Sorry for the "radio silence" I have been exploring the new TT since Friday! I love it ... still can't believe we own this beauty.









The PDI went great .. spent a good deal of time with the sales rep and then the "walkthrough" guy. Very knowledgeable and was able to answer all of my questions.

Everything is working great. No detectable plumbing leaks. Oh yeah, Bathroom fan runs backwards .. the one thing I failed to check while at the dealership.









The hitch guys really don't have a clue what they are doing so there will definitely be some work required by me this week before the trip this coming weekend.
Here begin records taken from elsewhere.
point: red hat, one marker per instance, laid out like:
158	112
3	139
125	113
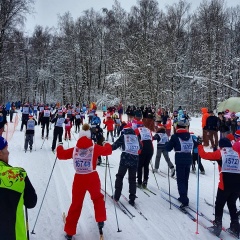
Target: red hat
230	137
127	126
237	134
236	147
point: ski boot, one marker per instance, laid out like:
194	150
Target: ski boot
216	228
172	172
68	237
131	202
144	184
234	228
100	227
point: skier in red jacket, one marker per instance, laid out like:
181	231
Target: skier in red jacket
85	155
229	183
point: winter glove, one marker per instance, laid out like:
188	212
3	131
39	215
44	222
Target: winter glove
199	140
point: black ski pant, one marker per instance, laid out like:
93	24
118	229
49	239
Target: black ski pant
77	124
182	172
24	121
45	123
143	165
11	115
196	160
28	140
111	133
57	133
230	198
131	180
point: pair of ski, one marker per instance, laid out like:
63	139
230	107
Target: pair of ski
147	191
211	205
192	217
121	206
100	229
165	174
136	207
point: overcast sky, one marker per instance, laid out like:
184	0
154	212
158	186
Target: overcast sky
46	11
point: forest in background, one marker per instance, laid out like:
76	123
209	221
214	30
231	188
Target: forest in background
165	57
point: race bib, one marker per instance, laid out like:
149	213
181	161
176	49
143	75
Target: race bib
230	160
46	113
145	134
60	122
163	138
82	160
25	110
30	124
186	146
131	144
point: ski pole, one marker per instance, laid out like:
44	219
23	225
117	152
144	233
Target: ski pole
73	135
105	187
154	174
35	143
169	191
197	194
27	226
107	164
43	143
213	186
44	196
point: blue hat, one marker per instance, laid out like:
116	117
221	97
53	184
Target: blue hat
224	142
3	143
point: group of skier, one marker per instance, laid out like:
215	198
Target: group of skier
135	138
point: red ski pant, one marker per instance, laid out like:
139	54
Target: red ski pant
81	184
68	133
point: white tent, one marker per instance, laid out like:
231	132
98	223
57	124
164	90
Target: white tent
232	104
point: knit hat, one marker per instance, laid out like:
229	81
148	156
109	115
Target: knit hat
181	124
237	134
224	142
140	124
230	137
127	126
236	147
85	131
3	143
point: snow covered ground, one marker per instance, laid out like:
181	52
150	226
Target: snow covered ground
163	223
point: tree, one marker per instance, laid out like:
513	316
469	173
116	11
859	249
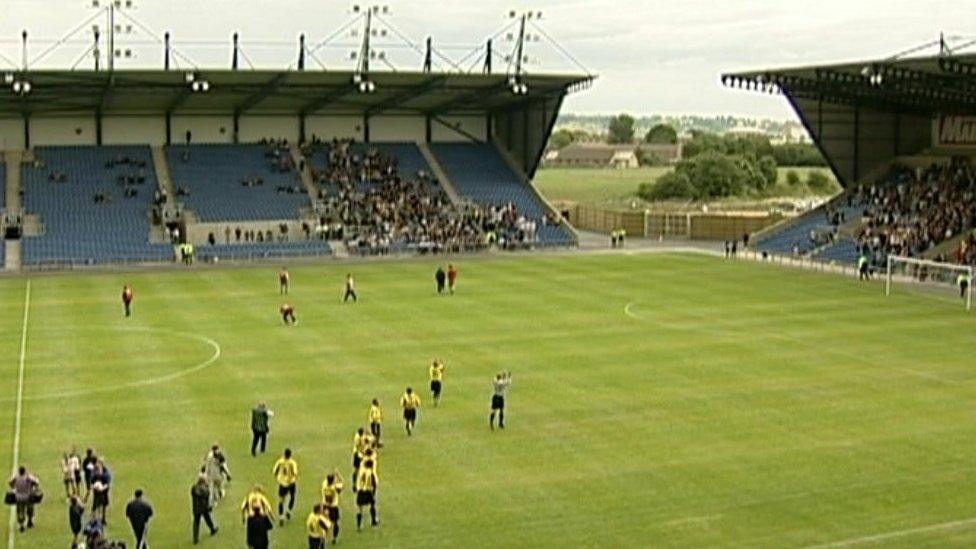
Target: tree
621	129
661	134
560	139
669	185
767	167
792	178
818	181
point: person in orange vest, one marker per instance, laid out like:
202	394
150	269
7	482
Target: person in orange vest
127	299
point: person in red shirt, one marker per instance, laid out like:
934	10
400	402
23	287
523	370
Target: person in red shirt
283	280
451	277
127	299
288	314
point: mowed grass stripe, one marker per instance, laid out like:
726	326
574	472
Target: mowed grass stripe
747	405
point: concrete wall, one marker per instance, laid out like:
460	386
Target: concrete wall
397	128
137	130
474	125
11	133
256	128
206	129
69	130
327	127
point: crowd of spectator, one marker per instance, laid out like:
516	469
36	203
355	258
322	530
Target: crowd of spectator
916	209
375	208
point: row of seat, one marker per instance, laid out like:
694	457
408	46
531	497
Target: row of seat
213	174
480	174
86	216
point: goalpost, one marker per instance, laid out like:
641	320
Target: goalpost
932	275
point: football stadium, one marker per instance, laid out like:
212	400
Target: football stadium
321	306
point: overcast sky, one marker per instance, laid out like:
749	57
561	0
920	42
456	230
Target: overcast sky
652	56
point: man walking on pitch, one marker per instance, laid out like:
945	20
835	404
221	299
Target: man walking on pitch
127	299
283	281
138	511
350	289
376	420
288	314
863	270
436	376
259	427
963	282
410	402
25	487
366	484
451	277
500	386
200	497
286	472
440	277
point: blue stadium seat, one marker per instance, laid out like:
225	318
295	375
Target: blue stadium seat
258	250
479	173
79	231
213	174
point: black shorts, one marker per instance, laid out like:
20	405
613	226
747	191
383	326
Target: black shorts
365	497
286	490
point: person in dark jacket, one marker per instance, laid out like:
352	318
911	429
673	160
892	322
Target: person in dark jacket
200	495
138	511
259	427
258	526
76	516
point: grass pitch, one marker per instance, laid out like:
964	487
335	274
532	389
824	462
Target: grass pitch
668	400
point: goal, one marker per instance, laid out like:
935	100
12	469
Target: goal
929	277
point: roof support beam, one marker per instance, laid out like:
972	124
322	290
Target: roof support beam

My 3 1/2 year old thinks its great and demanded I take her Shrek DVD out to the trailer today so she could watch it in there while I mowed the lawn. Start them young I guess....

Looking forward to the shakedown cruise to really test things out.

Thanks again to everyone on this site. Your input and openess about your TT's has really helped make the purchase of this trailer that much more enjoyable.

looking forward to sharing the coming Mod's and trips with you all.

Wayne


----------



## California Jim (Dec 11, 2003)

Congrats Wayne







It was not long ago when our 28BHS came home and the kids were super excited. Guess what, they're still excited and we go out there all the time. The little ones make it just that much more fun, and the memories will last a liftime. Enjoy!


----------



## Campinout (Jun 18, 2004)

I agree with California Jim, We still cant wait to get inside the trailer, and plan new trips, congratulatons and enjoy!!!


----------



## hurricaneplumber (Apr 12, 2004)

Wayne,

Welcome to the 28BHS family!!! action

Start em' young and they will always be into camping.

Enjoy that new machine and good luck..








sunny

Kevin


----------



## summergames84 (Mar 6, 2004)

Congrats and Happy Camping!!!!!!


----------



## lukn2doit2 (Jun 4, 2004)

CONGRATS! We're STILL excited!!! 5th trip is behind us and we see no end, even with school kicking in.

ENJOY!!! Hope the shakedown goes smooth and event free!


----------



## Thor (Apr 7, 2004)

Wayne

Congrats on the TT. Being just around the corner from you, did you purchase your TT through Camping In Style? If you did how was your experience with them?

Thor


----------